Of course, asking hard questions is the easy part; the challenge is in answering them. In the Bank’s defence, the first part of the recovery relied on domestic factors and went more or less according to plan. The government implemented a textbook stimulus program that was timely, targeted and temporary. And Canadian consumers responded to low interest rates by shifting forward purchases of houses and other consumer durables. But there is a limit to how far this growth driver can be pushed before consumer debt goes from being a solution to being a problem in its own right, and we are probably closer to that tipping-point than we would like to be.
The next part of the recovery was supposed to have been driven by investment spending and by a recovery in the rest of the world, but it hasn’t worked out that way. So it could be argued that the Bank’s projections have been thrown off by a recovery in the rest of the world that has stubbornly refused to get off the ground. But a weak world recovery is hardly a convincing explanation: the Bank of Canada has all the tools it needs to carry out its inflation-targeting mandate.

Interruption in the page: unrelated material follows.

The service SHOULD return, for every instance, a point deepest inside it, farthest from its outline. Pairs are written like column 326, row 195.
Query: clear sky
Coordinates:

As we have seen recently, simply dropping the tightening bias has so far generated a 6 per cent exchange rate depreciation.
Some observers—including Econowatch’s Mike Moffatt—have been calling for looser monetary policy for many months now. (In Mike’s case, these calls go back to mid-2012.) So why did the Bank of Canada stick to its tightening bias for so long? I can think of at least two reasons that don’t amount to saying that the Bank simply dropped the ball—although that possibility can’t be dismissed out of hand:
The low-for-long problem: Everything else being equal, lower interest rates increase asset prices. The risk is that interest rates that are very low for very long could produce the sort of asset price bubbles—especially in housing—that have wreaked havoc in the US and Europe. There was some discussion in the months leading up to the renewal of the Bank of Canada’s inflation target about modifying the mandate to take into account developments in asset markets. These changes didn’t enter the new mandate, but it could be argued that to the extent that higher rates prevented house prices from rising more than they did, the Bank was preventing even greater deviations from target in the future. The fact that these concerns are receding may explain why the Bank recently moved away from the tightening bias.
The beggar-thy-neighbour problem: When it comes to currency wars, the Canadian dollar is like a ninja: it moves quickly, to great effect and no-one seems to notice it. But once the employment losses had been recovered—and while employment in the U.S. was still severely depressed—a weaker CAD could have generated frictions on the international front. So long as the Federal Reserve felt constrained in its efforts to implement unconventional measures such as quantitative easing, a lower Canadian dollar would be viewed as an unwelcome development in the U.S.. Again, now that the U.S. recovery seems to be on much more solid footing, these concerns are also easing.
There may be other scenarios. We’ll probably never know how and why the Bank let inflation drift below target for so long. It would be nice if the Bank’s Governing Council took a page from the Fed’s procedure book and published the minutes of its deliberations.